We are pleased with the team: they have deep expertise in solid tumors across GI malignancies and in oral oncology, and they will be fully trained and ready to engage HCPs if we receive an FDA approval.

Mark Goldsmith: On first-line to second-line attrition, it is a good and important question, but it is hard to get a detailed and clear understanding from records regarding why patients do not proceed. Patients may decide not to proceed because of intolerability, perceived intolerability before trying, personal priorities such as spending time with family rather than receiving chemotherapy infusions, or, sadly, because some patients do not survive to second line.
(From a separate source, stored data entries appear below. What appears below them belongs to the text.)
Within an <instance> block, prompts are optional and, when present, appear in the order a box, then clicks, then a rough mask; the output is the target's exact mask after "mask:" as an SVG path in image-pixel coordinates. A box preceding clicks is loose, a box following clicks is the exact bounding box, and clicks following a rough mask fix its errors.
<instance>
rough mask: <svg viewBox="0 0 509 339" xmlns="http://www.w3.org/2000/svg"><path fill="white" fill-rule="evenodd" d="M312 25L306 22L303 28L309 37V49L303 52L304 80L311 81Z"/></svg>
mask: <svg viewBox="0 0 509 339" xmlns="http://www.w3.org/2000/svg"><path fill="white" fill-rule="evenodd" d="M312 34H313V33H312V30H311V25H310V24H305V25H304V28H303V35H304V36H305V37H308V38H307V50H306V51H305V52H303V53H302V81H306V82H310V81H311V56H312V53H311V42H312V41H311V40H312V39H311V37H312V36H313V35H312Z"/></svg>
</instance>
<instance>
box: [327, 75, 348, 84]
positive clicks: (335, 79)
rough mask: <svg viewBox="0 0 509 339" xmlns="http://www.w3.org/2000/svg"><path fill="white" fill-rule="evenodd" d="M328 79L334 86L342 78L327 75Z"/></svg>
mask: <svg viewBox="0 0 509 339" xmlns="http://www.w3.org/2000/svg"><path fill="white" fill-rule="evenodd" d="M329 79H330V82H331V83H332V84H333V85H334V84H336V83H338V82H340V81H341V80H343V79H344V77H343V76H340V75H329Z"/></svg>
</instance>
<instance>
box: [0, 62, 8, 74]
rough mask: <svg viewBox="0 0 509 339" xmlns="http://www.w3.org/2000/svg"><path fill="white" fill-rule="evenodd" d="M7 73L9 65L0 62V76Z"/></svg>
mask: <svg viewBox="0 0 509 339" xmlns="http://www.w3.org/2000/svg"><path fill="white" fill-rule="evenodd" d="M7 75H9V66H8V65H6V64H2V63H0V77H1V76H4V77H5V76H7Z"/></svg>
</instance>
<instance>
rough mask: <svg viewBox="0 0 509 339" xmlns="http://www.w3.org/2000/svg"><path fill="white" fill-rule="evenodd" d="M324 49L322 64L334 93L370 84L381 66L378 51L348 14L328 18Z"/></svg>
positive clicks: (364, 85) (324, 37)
A more convenient and better tolerated regimen—a once-daily pill with a generally well tolerated safety profile—could impact decisions. We will only know if and how much after approval and real-world use.

Laura Prendergast: How should we think about RESOLUTE-303’s enrollment ramp versus the second-line study you just completed, in terms of timing of enrollment completion? And can you remind us whether crossover is allowed in RESOLUTE-303? Separately, any comments on potentially starting a registrational trial with diraxonrasib and a PRMT5 inhibitor?

Mark Goldsmith: Thanks for the questions. On timing of completion, we cannot comment now. We are not at a stage where we can project a timeline with confidence. The more important point is that there is very high interest. Sites that have activated are enrolling, more sites are coming online, and there are patients lined up.

Operator: This concludes our question-and-answer session. Thank you for participating in today’s conference call. You may now disconnect.